輸出といいますと、大手企業のなかでは商社がどこも好決算を上げています。日本の国内経済の場合、デフレによっていつまでも物価の安値安定が続いていますから、海外企業向け輸出をしている会社は外国との物価差を利用して利益を上げる構図です。
一つ例を上げますと、国内で販売している靴下は一足500円から1000円が平均的価格。これを海外輸出しますと、15ドル~30ドル(1650円~3300円)程度の価格で販売されています。しかも品質には定評のある日本製です。
これまでは衣料品メーカーからOEM(他社ブランド向け製造)をしていた下請け会社が、自前のブランドで海外小売店向けに販売しているのです。長引くデフレによって、外国と日本との間の販売価格は差が広がっています。
思い出すのは、2000年代に長く続いた円高不況の時代です。国内景気は、バブル経済の清算がなかなか終わらせることができなくて先の見えない不況一色でしたが、輸入業者は円高が追い風になって大きな利益を上げていました。
景気は最悪と云われるなか「自分の会社は絶好調」なんて言えませんから口を閉ざしていましたが、為替の裏表を上手く利用できますと不況一色というわけではありません。100円ショップや人材派遣のように、デフレを追い風にしているビジネスもあります。
先進国で日本だけコロナ不況から立ち上がる体力がない理由は、過去20年で米国の賃金は約80%アップ、ドイツ、フランスも50%アップのなか、日本だけ5%ダウンする経済政策の失敗があります。失業者を出さない政策のために、企業がリスクを負うことを拒否しています。
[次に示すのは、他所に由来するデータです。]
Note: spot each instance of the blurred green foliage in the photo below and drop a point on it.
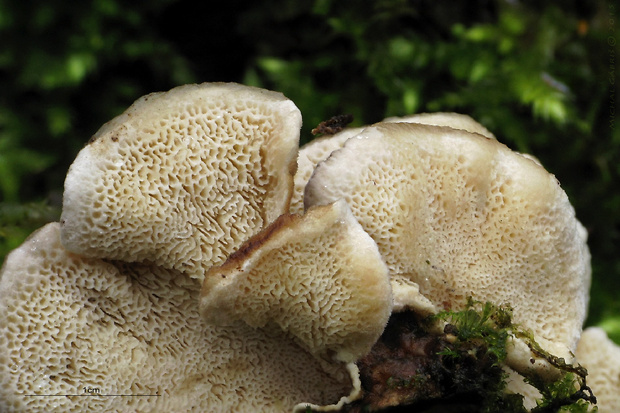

その企業を政府は支援していますから、借金ばかりが増え税収は伸びない事態に陥っています。新たにリスクをとって輸出に乗り出した下請け製造会社や商社は、日本経済の弱点をプラスに転換させる戦略が成功しています。今は、緻密な戦略とリスクを取れる勇気が試されています。
【ひと言】
政治家は、選挙のときと党内抗争の時だけ賢そうにみえますが、普段の行動にはほとんど知性はありません。田原総一朗さんの本を読んでいて気付いたことですが、ほとんど自分で考えることをしないで外部の専門家からテーマを聞くことで知識を広げる人たちが幹部と云われる人たちの習性です。この人たちに日本の将来を任せるかと思うとほんと不安です。政治家を当てにするより、これからは自分を頼りにするよりないです。